4. Estou mais confiante

Há um desenvolvimento pessoal dizendo que “sua bagunça é sua mensagem”. Eu percebi que passar por tudo que passei: divórcio, ser mãe solteira, perda, que minha história não é tão única. Minha história e minhas lutas me tornaram mais forte. Quando olho para tudo o que superei, percebo que qualquer desafio que estou enfrentando não é tão grande quanto inicialmente acredito que seja. Sei que posso superar qualquer desafio e sei que sairei mais forte do outro lado.

Essa confiança também me permitiu compartilhar minha história, tanto por meio de escrita e podcasting. Minhas cicatrizes emocionais contam uma história, minha história, e é uma história que deveria ter orgulho de contar.

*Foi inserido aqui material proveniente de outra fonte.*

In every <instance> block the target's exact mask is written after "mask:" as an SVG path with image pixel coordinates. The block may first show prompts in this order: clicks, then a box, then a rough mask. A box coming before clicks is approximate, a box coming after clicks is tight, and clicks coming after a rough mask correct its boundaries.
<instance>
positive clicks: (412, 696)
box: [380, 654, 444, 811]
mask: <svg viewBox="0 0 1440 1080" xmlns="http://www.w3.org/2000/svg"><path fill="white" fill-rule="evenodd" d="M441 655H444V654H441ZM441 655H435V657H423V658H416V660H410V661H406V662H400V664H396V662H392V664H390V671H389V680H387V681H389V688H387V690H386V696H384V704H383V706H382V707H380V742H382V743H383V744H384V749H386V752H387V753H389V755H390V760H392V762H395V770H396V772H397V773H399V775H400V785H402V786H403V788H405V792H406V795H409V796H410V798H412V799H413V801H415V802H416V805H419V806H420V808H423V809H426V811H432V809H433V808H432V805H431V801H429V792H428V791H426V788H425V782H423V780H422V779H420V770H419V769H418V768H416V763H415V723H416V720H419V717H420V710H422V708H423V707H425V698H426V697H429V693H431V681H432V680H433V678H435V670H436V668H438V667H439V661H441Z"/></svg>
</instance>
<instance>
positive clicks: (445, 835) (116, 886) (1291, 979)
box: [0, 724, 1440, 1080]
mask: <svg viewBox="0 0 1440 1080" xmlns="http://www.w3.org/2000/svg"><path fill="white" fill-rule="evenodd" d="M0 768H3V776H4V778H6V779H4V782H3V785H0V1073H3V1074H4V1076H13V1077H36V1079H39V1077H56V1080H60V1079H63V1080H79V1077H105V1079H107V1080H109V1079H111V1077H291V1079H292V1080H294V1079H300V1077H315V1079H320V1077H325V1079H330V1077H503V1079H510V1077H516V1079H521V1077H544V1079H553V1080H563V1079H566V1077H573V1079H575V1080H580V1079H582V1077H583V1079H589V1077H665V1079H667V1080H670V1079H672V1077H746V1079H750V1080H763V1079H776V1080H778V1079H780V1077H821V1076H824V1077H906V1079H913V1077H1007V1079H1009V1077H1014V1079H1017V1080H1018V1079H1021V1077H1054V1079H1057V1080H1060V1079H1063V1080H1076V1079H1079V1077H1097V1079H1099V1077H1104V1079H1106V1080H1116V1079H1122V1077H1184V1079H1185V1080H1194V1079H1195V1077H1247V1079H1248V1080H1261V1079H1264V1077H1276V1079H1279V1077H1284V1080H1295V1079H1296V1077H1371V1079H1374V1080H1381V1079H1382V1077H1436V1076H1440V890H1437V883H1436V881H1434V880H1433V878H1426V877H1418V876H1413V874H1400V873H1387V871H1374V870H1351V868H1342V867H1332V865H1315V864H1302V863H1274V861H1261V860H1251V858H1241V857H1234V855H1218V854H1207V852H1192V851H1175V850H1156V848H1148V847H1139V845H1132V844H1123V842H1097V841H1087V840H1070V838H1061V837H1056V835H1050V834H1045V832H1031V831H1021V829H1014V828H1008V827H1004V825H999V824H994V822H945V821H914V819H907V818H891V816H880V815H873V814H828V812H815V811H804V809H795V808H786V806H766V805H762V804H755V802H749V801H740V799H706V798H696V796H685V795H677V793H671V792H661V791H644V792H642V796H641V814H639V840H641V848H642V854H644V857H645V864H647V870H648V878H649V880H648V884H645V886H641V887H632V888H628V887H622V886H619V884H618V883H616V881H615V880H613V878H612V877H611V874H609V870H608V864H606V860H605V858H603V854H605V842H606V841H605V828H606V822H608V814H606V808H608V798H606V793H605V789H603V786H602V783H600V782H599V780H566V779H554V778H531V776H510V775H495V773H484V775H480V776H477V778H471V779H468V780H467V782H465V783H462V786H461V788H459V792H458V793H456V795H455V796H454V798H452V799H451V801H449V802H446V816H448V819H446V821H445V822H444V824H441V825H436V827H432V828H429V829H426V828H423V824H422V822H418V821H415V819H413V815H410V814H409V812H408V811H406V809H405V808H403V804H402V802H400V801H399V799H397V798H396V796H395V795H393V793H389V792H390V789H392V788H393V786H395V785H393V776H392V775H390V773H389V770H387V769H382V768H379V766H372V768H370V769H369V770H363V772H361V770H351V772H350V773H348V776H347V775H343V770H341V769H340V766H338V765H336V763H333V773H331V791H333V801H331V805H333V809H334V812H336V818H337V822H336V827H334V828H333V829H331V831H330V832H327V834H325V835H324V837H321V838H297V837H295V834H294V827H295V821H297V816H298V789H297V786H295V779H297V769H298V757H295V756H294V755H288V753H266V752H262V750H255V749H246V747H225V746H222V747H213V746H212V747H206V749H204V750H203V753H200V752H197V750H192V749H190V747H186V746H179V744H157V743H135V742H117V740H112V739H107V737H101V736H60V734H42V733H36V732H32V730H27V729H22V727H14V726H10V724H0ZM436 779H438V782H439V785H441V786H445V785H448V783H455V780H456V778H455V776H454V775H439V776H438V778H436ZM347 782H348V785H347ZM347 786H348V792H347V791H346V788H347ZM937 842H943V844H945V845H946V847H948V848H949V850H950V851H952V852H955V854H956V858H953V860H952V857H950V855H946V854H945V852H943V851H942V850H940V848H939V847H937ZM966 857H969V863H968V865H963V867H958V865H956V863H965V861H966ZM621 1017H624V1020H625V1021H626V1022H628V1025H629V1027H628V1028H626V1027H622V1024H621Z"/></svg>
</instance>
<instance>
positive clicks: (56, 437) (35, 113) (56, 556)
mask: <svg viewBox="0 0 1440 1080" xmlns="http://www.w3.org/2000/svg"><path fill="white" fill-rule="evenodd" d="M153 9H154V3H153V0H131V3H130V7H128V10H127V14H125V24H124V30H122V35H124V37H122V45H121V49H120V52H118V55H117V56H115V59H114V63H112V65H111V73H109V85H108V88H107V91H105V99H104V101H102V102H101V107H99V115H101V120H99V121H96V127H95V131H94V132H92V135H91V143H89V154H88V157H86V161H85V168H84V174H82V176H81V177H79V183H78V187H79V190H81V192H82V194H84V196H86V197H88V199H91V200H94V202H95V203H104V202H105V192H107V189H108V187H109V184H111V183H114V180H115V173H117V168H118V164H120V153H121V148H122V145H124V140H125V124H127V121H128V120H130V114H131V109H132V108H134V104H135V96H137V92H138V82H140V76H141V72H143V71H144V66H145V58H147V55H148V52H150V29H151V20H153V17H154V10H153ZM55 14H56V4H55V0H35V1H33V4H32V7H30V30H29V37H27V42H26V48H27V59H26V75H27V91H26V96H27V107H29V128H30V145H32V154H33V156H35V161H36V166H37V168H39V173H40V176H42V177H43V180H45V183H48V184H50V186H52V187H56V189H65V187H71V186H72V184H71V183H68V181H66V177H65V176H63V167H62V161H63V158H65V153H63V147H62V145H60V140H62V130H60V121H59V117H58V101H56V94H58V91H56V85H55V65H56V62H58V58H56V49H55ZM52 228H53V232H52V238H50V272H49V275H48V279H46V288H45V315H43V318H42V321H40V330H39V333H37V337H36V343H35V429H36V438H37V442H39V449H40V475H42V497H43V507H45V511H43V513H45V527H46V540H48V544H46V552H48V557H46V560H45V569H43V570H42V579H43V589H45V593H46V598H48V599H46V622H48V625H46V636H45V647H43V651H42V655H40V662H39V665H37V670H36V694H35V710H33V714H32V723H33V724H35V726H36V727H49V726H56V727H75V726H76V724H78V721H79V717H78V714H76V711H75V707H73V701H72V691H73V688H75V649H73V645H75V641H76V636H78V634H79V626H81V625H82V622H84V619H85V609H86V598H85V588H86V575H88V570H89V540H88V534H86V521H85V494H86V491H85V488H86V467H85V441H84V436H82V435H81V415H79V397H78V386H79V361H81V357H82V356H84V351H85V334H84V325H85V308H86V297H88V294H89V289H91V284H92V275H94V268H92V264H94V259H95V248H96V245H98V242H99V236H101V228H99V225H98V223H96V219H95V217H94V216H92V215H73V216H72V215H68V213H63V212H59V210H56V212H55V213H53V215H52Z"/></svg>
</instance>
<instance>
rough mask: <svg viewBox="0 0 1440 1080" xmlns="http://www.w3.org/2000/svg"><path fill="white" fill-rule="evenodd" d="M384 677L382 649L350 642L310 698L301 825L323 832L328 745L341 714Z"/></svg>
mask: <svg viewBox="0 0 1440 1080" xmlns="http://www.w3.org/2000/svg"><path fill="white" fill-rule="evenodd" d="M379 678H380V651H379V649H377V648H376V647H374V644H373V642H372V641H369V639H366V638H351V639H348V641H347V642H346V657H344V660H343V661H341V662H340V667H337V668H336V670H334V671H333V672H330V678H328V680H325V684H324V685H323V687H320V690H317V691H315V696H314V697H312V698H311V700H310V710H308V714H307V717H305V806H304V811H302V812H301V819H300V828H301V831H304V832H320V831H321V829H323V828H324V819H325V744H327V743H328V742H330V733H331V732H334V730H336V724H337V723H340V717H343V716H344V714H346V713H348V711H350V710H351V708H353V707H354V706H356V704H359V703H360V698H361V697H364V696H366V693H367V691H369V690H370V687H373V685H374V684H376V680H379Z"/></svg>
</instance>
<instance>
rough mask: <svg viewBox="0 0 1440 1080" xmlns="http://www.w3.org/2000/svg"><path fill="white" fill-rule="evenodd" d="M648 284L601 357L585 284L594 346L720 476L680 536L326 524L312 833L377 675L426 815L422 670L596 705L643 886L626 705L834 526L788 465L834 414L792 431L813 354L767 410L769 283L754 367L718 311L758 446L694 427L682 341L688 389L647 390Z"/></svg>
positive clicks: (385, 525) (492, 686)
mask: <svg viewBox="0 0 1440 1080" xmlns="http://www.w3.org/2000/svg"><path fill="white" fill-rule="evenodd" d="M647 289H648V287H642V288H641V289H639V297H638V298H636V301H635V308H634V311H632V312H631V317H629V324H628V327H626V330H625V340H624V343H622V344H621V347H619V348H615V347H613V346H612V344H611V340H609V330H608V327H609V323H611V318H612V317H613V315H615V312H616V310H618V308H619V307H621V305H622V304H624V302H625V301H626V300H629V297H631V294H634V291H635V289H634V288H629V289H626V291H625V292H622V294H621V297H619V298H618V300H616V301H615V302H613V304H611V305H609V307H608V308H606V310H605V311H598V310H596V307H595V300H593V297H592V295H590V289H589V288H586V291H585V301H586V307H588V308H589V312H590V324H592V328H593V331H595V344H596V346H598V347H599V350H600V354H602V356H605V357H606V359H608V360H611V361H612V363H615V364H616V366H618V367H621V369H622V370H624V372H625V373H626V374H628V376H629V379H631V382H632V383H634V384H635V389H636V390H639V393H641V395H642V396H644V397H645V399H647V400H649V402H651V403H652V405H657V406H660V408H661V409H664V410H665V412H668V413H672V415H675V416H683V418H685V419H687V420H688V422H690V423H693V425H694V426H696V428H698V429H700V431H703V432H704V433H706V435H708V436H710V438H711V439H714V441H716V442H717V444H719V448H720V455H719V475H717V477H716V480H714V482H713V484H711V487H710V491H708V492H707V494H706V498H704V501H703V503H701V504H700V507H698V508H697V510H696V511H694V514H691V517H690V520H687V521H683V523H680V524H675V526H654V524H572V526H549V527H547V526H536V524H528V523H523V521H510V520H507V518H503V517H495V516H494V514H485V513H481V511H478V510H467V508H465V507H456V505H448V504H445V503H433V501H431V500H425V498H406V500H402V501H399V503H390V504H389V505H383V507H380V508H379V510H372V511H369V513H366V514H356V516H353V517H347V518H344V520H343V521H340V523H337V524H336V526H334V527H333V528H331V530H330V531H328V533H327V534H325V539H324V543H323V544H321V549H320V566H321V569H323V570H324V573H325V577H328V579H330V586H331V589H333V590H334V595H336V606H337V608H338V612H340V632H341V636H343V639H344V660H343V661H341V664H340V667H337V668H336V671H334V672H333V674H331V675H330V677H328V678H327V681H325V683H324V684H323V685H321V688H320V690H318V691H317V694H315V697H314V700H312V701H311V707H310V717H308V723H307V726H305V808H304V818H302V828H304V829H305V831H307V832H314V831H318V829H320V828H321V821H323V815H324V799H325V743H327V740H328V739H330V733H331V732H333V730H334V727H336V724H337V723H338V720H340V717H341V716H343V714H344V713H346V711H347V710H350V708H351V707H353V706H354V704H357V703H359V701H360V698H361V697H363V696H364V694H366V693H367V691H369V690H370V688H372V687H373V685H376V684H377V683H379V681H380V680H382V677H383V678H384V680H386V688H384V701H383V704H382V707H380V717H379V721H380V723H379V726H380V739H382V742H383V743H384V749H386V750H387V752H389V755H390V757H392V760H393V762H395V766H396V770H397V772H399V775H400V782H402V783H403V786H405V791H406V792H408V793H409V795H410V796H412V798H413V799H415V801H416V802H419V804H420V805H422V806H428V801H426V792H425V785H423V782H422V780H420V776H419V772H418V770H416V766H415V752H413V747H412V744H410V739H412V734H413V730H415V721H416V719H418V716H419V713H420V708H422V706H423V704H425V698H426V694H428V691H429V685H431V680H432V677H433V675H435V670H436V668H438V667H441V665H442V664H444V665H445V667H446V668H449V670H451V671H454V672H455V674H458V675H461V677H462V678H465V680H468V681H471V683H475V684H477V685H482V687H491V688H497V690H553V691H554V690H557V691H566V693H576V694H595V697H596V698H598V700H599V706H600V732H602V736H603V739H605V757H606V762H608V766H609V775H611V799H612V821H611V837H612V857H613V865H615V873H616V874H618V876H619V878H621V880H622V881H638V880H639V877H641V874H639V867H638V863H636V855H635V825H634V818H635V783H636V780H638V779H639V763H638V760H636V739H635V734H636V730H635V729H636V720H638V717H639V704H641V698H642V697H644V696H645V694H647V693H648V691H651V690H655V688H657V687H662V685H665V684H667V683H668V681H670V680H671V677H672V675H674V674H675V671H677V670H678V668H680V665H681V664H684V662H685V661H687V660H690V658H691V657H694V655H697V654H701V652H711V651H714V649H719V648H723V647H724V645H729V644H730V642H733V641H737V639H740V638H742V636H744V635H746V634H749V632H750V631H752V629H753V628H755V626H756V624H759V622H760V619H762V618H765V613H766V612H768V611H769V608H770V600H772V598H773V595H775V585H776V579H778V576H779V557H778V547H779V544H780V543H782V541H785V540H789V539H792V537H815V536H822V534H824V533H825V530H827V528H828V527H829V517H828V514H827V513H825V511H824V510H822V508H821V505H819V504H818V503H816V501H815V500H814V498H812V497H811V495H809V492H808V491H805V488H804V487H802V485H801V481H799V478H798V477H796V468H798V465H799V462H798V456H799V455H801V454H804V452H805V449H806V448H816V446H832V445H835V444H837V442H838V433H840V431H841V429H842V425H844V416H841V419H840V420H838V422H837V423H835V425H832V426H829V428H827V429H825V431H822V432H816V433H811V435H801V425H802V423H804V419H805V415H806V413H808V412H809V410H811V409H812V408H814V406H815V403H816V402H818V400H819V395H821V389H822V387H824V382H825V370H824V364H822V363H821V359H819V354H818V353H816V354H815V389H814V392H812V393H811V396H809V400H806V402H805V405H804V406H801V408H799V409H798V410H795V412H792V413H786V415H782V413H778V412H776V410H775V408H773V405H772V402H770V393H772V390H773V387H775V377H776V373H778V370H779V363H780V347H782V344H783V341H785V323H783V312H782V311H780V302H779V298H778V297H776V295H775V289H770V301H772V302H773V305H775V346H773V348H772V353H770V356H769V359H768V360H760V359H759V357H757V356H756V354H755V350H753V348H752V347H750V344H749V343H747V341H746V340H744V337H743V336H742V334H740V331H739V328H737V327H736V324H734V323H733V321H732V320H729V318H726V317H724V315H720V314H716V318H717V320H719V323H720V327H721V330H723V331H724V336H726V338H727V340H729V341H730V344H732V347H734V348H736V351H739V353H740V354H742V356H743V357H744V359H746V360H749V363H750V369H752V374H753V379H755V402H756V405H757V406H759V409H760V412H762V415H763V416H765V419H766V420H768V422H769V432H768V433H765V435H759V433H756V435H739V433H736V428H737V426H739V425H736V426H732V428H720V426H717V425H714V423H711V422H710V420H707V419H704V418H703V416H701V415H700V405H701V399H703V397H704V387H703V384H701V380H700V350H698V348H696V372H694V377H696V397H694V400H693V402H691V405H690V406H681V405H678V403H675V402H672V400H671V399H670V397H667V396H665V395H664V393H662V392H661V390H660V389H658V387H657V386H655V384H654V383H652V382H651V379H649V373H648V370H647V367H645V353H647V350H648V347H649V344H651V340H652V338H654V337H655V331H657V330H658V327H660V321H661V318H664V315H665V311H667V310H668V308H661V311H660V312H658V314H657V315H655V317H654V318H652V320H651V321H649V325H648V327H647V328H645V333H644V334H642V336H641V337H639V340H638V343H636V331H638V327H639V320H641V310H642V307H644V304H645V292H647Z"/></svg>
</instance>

5. Meu círculo social é mais incrível

Não permito negatividade crônica em minha vida. A negatividade não resolve nada, cria mais drama e suga sua energia. Ao longo dos anos, eliminei o que é cronicamente negativo de minha vida e, em alguns casos, aqueles que foram eliminados são da família. É fácil se cercar de pessoas tão infelizes quanto você simplesmente porque a infelicidade realmente adora companhia.

Estar perto de pessoas infelizes reforça todas as coisas infelizes que acreditamos sobre nós mesmos, e a única coisa que a maioria das pessoas mais deseja na vida é saber que estão certos.

Eles dizem que você é um composto das 5 pessoas com quem passa mais tempo. Então, por que não se cercar de pessoas positivas, pessoas que acreditam em você, pessoas que o encorajam e elevam? Você pode não acreditar em si mesmo. . . mas acredite nos outros que acreditam em você e veja o quanto sua vida melhora.

6. Sou mais grato

Por ter estado no mais baixo dos pontos mais baixos, me perguntando se a vida valeu a pena, agora aprecio cada dia. Eu sou grato por todas as coisas em minha vida. . . o bom, o Mau e o Feio. Cada uma dessas coisas me permite saber que estou vivo, que acordei do lado direito da terra e que tenho mais um dia de vida.

7. Não estou sozinho

Alguns anos atrás, participei de um evento de Rob Bell e em um determinado momento durante a noite, ele fez todos nós escrevermos "Eu sei como você se sente" em um cartão. Ele então passou por uma série de eventos de vida diferentes, pedindo àqueles que os experimentaram que se levantassem e trocassem seu cartão com outra pessoa que passou pela mesma experiência.

Quando estamos em nossos modos depressivos , a solidão é quase insuportável. Sentimos que somos a única pessoa entre mais de 7.000.000.000 em todo o mundo que sabe o que estamos passando. A única coisa que o exercício Bell me ensinou é que não estamos sozinhos. Também me ensinou que você pode pegar duas pessoas que são totalmente opostas, mas que passaram pelo mesmo desafio, e colocá-las na mesma sala e elas terão uma conexão.